小代氏はこの戦争を「大東亜戦争」や「太平洋戦争」ではなく、「ユーラシア太平洋戦争」と呼称しています。
太平洋戦争史観では、日本とアメリカの戦いが主体になります。しかし日本にとってソ連(ロシア)がアジアで果たす役割は、アメリカ以上に重要でした。
つまり米英が牛耳る世界経済体制の対抗馬として、アジアにソ連のような共産主義を取り入れるのもアリだというのです。東亜共同体論や新体制運動を唱導した昭和研究会や、日ソ中立条約を締結した松岡洋右外務大臣などが、まさにこの考えだったそうです。
日本は最初から最後まで反共という認識で(それはそれで間違ってませんが)、まさかアジアの共産化を容認(条件付きですが)していたなんて正直驚きです。筆者が無知なだけかもしれませんけど……。
米英のアジア侵略を食い止めるためにロシアと手を結ぶべきという発想は二十世紀初頭からあり、初代韓国総監の伊藤博文と南満州鉄道初代総裁の後藤新平は、日露戦争に勝ったとはいえ、次はアメリカが日本のアジア政策に干渉してくるかもしれないので、ロシアを含めたユーラシア同盟を結成すべしと提案しています。
アメリカは南満州鉄道を買収しようとして失敗すると、満州を中立化して日本の権益を認めない方針をとろうとしますが、それに対して外務大臣松岡洋右はソ連の存在を利用してアメリカがアジア大陸に近づかないようにできないかと考えたといいます。
1941年4月に締結した日ソ中立条約は日本が中国と戦うために結んだ条約ですが、松岡はまさにソ連をアメリカに対する東アジアの防壁とみなしていたのです。
松岡は日ソ不可侵条約の可能性についてもたびたびソ連側と会談していますが、こちらは実現しませんでした。
1943年初秋、日本政府は対ソ連外交において、ソ連が対日参戦してこないように友好を保つという方針を採択しました。しかし、この年の初めから、駐ソ連大使補佐役の守島伍郎は、ソ連は中立条約を守り続ける気はないと、東京に警告を送りました。44年秋に守島が帰国し、再度外務省にソ連の動向に注意が必要と伝えたところ、そんなことはわかっているという反応でした。
1944年10月、日本海軍はレイテ沖海戦で圧倒的敗北を喫します。翌11月、
スターリンは日本を名指しで「侵略国」と批判。参謀次長でロシア通の秦彦三郎は小磯首相に対し、遅かれ早かれソ連は中立条約を破棄してくると述べました。
それにも関わらず、1945年5月の最高指導会議で、モスクワとの外交交渉を試みることに全員一致で決定。ソ連が日米の和平の仲介をする可能性など、まったくないことを分かっているのに、それどころかいずれソ連が対日戦に参戦するだろうと予想しているのになぜでしょう。

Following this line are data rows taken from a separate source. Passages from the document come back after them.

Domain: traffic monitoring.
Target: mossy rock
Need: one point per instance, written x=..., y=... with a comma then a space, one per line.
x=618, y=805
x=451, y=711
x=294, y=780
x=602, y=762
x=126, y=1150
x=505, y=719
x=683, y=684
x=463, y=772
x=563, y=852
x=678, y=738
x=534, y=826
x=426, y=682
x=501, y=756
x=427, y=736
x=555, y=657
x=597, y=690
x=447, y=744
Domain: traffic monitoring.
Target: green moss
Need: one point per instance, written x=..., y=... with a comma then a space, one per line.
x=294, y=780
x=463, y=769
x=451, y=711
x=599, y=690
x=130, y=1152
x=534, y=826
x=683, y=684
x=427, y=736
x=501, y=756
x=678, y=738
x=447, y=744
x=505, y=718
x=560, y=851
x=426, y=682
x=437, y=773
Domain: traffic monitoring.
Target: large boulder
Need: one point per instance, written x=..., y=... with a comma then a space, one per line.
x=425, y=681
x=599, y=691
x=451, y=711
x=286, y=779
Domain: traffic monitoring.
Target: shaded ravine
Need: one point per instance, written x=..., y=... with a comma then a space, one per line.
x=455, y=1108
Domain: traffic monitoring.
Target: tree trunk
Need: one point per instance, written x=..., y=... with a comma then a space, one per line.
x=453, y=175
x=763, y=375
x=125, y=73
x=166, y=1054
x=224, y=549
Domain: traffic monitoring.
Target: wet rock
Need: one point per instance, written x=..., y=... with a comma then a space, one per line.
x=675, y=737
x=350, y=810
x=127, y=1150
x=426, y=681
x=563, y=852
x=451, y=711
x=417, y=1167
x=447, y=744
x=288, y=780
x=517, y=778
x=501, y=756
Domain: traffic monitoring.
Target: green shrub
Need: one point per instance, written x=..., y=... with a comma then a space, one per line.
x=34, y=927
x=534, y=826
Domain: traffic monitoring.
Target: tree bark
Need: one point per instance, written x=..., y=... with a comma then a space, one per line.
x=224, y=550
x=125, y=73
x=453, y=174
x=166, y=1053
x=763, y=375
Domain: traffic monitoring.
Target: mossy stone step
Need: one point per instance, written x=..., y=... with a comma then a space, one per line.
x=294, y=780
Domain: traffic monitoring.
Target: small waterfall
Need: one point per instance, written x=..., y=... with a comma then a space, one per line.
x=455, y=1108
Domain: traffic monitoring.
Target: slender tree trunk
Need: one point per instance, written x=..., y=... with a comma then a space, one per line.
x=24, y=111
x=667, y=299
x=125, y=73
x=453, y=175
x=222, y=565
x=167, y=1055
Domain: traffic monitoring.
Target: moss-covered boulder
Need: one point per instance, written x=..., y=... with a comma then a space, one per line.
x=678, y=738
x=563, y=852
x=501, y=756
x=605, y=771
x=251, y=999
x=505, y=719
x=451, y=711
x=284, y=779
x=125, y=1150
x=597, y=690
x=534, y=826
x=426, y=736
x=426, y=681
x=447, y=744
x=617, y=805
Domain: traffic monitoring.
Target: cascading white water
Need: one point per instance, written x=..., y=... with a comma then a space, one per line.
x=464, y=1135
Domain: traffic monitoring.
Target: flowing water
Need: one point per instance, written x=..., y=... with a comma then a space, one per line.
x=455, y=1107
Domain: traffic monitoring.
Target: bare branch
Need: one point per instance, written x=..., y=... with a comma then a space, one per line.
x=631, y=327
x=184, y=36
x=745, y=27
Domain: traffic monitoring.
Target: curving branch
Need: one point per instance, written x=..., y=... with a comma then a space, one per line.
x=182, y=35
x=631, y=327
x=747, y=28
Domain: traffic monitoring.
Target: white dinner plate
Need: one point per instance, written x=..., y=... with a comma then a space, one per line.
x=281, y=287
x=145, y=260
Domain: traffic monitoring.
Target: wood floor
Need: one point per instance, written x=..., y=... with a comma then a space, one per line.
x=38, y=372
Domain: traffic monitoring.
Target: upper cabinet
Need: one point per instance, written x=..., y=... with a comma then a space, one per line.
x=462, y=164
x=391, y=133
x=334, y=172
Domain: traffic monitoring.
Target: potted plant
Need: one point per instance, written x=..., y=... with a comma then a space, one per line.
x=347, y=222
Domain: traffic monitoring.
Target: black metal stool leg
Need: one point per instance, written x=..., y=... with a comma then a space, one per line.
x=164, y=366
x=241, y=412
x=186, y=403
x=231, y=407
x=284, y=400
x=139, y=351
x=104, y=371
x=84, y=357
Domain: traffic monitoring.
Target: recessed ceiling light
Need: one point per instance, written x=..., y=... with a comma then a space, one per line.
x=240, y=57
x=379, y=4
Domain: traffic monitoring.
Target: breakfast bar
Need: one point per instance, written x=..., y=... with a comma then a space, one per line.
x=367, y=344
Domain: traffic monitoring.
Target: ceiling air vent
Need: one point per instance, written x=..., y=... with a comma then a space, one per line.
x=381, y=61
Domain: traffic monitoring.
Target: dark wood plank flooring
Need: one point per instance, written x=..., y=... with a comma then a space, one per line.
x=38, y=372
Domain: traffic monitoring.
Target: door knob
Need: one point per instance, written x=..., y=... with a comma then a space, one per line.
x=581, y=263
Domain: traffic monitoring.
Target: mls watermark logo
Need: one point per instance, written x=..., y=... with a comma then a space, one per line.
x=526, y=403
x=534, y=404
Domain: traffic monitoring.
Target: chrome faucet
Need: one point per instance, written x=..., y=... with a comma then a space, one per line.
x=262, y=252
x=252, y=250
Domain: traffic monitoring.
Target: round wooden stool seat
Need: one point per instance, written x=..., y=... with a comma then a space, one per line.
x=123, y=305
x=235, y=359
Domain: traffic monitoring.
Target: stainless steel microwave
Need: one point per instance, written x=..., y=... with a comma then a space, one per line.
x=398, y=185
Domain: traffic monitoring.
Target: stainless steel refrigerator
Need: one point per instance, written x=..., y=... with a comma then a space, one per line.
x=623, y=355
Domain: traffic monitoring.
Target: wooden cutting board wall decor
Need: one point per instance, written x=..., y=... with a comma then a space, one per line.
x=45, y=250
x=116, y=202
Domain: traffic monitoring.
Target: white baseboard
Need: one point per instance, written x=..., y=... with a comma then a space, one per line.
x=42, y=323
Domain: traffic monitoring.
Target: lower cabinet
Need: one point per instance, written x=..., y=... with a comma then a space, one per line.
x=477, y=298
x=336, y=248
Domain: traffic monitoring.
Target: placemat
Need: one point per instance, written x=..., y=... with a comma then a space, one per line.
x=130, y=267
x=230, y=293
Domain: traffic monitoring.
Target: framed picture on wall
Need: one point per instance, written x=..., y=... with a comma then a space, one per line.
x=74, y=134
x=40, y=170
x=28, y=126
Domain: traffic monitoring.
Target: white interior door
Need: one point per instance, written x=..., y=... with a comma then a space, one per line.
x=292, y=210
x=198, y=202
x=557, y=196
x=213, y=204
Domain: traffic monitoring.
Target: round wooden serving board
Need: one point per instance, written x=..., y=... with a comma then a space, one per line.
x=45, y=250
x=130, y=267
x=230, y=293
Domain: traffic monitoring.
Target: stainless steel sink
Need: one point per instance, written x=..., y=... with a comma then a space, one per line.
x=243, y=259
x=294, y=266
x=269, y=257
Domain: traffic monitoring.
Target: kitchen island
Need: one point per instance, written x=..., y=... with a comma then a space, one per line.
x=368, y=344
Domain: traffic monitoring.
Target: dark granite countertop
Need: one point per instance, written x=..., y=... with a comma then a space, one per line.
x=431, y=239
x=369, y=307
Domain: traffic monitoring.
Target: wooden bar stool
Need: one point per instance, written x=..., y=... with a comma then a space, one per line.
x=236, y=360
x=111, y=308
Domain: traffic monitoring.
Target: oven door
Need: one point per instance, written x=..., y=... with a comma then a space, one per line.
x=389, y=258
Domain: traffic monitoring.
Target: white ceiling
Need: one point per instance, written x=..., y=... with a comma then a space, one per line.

ソ連に対して、仲介のお礼に漁業権やら、津軽海峡の船舶通過権やら、北満鉄道の権利やら、大連や旅順の租借権やら、クリル(千島)列島北部の譲渡やら、南満州の中立化やらお土産をどっさりそろえて…。ただし、スターリンがこれらに関心を示さないだろうということはわかっていたらしいのですが。
ここで注視してほしいのは、これらの譲歩に朝鮮は入っていないということです。日本政府はソ連が攻めてくる場合、朝鮮にも進攻するかもしれないとは考えていましたが、ここは切り札として残しておいたのです。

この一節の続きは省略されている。